It’s rare when a media event overlaps with my scholarly work, but TWO events overlapping with it is practically unheard of. However, this past week, such a confluence happened.
First, Neal Brennan, co-creator of Chapelle’s Show, gave an interview to Buzzfeed in which he basically crows about what an awesome white guy he is and how well he understands African Americans. Over the weekend, new media and NFL star Richard Sherman gave an on field, post-game interview in which he crows about being the best cornerback in the entire league. These two events may not seem related, but they both touch on expressions of African American Vernacular English, or AAVE, sometimes also known as Ebonics. (More on Sherman in a later post.)

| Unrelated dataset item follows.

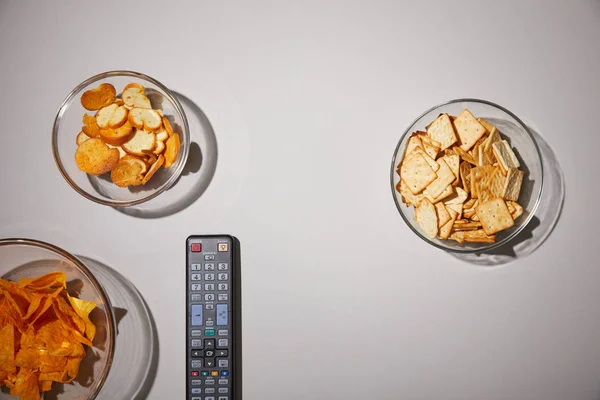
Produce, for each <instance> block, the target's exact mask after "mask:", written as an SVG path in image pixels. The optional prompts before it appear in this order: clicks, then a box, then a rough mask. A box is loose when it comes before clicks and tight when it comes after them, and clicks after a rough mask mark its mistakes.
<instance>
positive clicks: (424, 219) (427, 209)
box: [415, 198, 438, 239]
mask: <svg viewBox="0 0 600 400" xmlns="http://www.w3.org/2000/svg"><path fill="white" fill-rule="evenodd" d="M415 219H416V220H417V223H418V224H419V226H420V227H421V229H423V231H425V233H426V234H427V236H429V237H430V238H432V239H433V238H434V237H435V236H436V235H437V232H438V222H437V221H438V220H437V214H436V212H435V207H434V205H433V204H431V202H430V201H429V200H428V199H427V198H425V199H423V201H421V204H419V206H418V207H416V208H415Z"/></svg>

Regarding Brennan, Ta-Nehisi Coates has already written a very good, more thorough take down of the privileged attitude on display in his interview (though he notes, and I agree, that Brennan is very funny and that Chapelle’s Show is great). I’d like to focus on one small statement Brennan made in discussing how he writes Black characters:
“A white person writing about black people is writing about humanity with a slight vernacular spin.”
Brennan was attempting to make a liberal statement about how characters are just merely human, and that he can write about humans. Despite the fact that Brennan, by his own admission, knows such things as institutional racism have made a wide gulf between the Black and the White experience in the US, he claims the only difference in writing Black characters is a “vernacular spin.” Leaving aside the notion that every Black character written by Brennan must then speak with the very same “spin”, I’d like to unpack the notion of “vernacular” as it applies in an cultural, political, and linguistic context.
AAVE, though it has been a controversial issue at times, is recognized as a legitimate dialect or language system. It is unique to the United States, although it contains many influences from the West African languages which early slaves to America would have spoken. White Americans adopted words like “banjo” and “hip”, among others, from AAVE. It developed alongside Southern white dialects and shares commonalities with those dialects, as well. It has changed and enriched speech in the United States for hundreds of years. Thus, for Brennan to claim that it’s a mere “vernacular spin” that he slaps on a Black character to differentiate them from a white character seems ignorant, at best. Such a claim reduces Black Americans to again being the “other,” or that which is not mainstream White America. It is as though his writing style is something akin to: “You want to write a Black person? They’re just like White people, except they say things like yo!” While it is true that Black American and White Americans (and every other ethnicity/race of American) share in the same humanity we all do, it is reductive and racist to base that humanity on a white template.
Additionally, AAVE is more than a language system. In my dissertation, “‘This is Harlem Speaking Now’: The Cultural Politics of Vernacular and Twentieth Century African American Agitprop Theater” I argue that the very usage of AAVE in theater of the 20th century (and, honestly, beyond) is itself a political act. In a nation where African Americans have been enslaved and maligned and set apart through White institutions, including language, for characters to speak in their own vernacular is essential, significant, and confrontational. Such vernacular usage is similarly found in literature of colonized populations, who are very often kept from learning their own languages or dialects. Writing in such language is a slap directed at the oppressors; not a mere “vernacular spin.”
This is not all to pick on Neal Brennan and say he can’t or shouldn’t write Black characters. He is free to do exactly how he pleases. I just want to draw attention to the reductionist nature of his own language and the importance of recognizing “vernacular” as not simply a few choice vocabulary words, but as something intimately tied up with history, experience, and culture of an entire people.